Listen up, all you GPs of small funds that are supported with government-backed dollars. The SBA’s Small Business Investment Company (SBIC) program-which invests in small venture capital funds-is going to need some major restructuring one day to stay afloat.
But for reassurance, take notice of Bob Marshall. The venture capitalist is not staying awake at night worried about how he’s going to raise his next fund. As founder and managing partner of Menlo Park, Calif.-based Selby Venture Partners, Marshall’s first two funds were a combined $135 million. Of that, $90 million, or two-thirds, came from the SBIC. In exchange for providing its matching dollars to venture funds, the SBA gets its money back with interest and 10% of the fund’s returns, typically after a fund’s private LPs have gotten their share of the returns. However, among the proposed changes, the SBA wants its profit share increased to 50 percent.
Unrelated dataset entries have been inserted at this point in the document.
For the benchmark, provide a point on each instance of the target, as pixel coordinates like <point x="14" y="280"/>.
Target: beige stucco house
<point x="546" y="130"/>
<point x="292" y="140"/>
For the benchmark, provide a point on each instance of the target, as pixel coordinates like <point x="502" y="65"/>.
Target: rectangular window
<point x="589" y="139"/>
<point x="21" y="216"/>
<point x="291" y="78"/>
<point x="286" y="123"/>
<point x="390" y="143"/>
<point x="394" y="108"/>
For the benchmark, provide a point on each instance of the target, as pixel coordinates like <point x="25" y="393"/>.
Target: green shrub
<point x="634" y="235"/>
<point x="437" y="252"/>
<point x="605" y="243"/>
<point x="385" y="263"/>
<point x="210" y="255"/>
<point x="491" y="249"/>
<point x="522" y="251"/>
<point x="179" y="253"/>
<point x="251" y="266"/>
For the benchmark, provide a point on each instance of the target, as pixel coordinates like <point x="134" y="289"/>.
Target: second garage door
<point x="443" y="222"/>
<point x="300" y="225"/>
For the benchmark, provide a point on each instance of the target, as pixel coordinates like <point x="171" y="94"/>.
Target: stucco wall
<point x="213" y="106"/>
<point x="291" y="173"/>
How this and other potential changes affect budding VC firms is not known. Marshall, however, plans to hit the fund-raising trail in early 2005 to raise commitments for a $150 million fund. None of it, he says, will come from the SBA.
VCJ: How come you’re not accepting funds from the SBIC to raise your third fund?
Marshall: There are some administrative issues taking place with the SBIC and there are issues with how the program will be structured and whether it will stay solvent. That’s part of it.
And what else?
Well, this is a natural evolution. This is a common path for VCs. Our first fund [in 1998] was $30 million. Our second fund [in 2000] was $105 million. If we were going to continue to grow in size, it would be only natural for us to break ties with the SBIC program and raise a new fund entirely from private and institutional investors. And the more institutional investors we solicit, the less likely will leverage a fund with the SBA.
Why is that?
Private investors look at the chemistry of the partnership and they want to know who else has invested. It’s not attractive to a lot of the larger investors to partner up with the SBIC, because of the concern over returns and other administrative issues.
Under proposed changes, the SBIC wants to increase its profit share from 10% to 50%, which can’t be too attractive for many venture firms. What are some other downsides with the program?
There is a limit to how much you can invest. If you had a particularly hot company, and you wanted to invest more, you’re prevented from doing that. That’s frustrating
But certainly there are good things about the SBIC program, too?
Oh, yes, absolutely. The SBIC can help leverage a firm’s private capital to create a bigger fund to invest and that helps bring in plenty of deals to look at. Plus, it’s relatively easy money to get from the government.
I have no problem with the SBIC program. But our next fund won’t include it; that’s just part of our natural evolution of a growing firm in the valley.
Will not having the government backing affect your timetable? In other words, how long will your fund-raising take with your third fund?
That all depends on the economy and the general market for venture capital fund-raising. We’re going to begin raising a $150 million fund in Q1, and hopefully it won’t take long.
Rather than taking a look at whether we’re SBIC-backed or not, I believe investors will be looking at how successful we’ve been in our first two funds. That’s the key.
Fund-raising has been active this year. VC firms have raised more capital through the first three quarters of 2004 than in all of 2003 combined. If all the competition makes it tough to raise a new fund, will the SBIC then become an option?
There is a lot of competition and activity, and there’s bound to be some retrenchment, But, again, it goes back to the economy and what kind of story we have to tell investors. Hopefully, our record as venture investors will speak volumes.
(Editor’s note: On its website, Selby lists five acquisitions of its portfolio investments, including 3Ware Inc., which received $95 million in funding from Selby and other investors. Applied Micro Circuits Corp. acquired 3Ware for $150 million in cash earlier this year. Among its investment busts was Silicon Planet, which raised about $1.5 million before filing Chapter 7.)
You’re no stranger to the venture industry. You ran the investment arm of Tandem and you’ve been an angel investor. But why did you create Selby Venture Partners?
In 1998, I saw the industry moving toward larger funds and away from what venture capital was all about, which is providing $1 million or $2 million for early stage investments. The funds are getting smaller, but I believe there’s still a need for what we offer.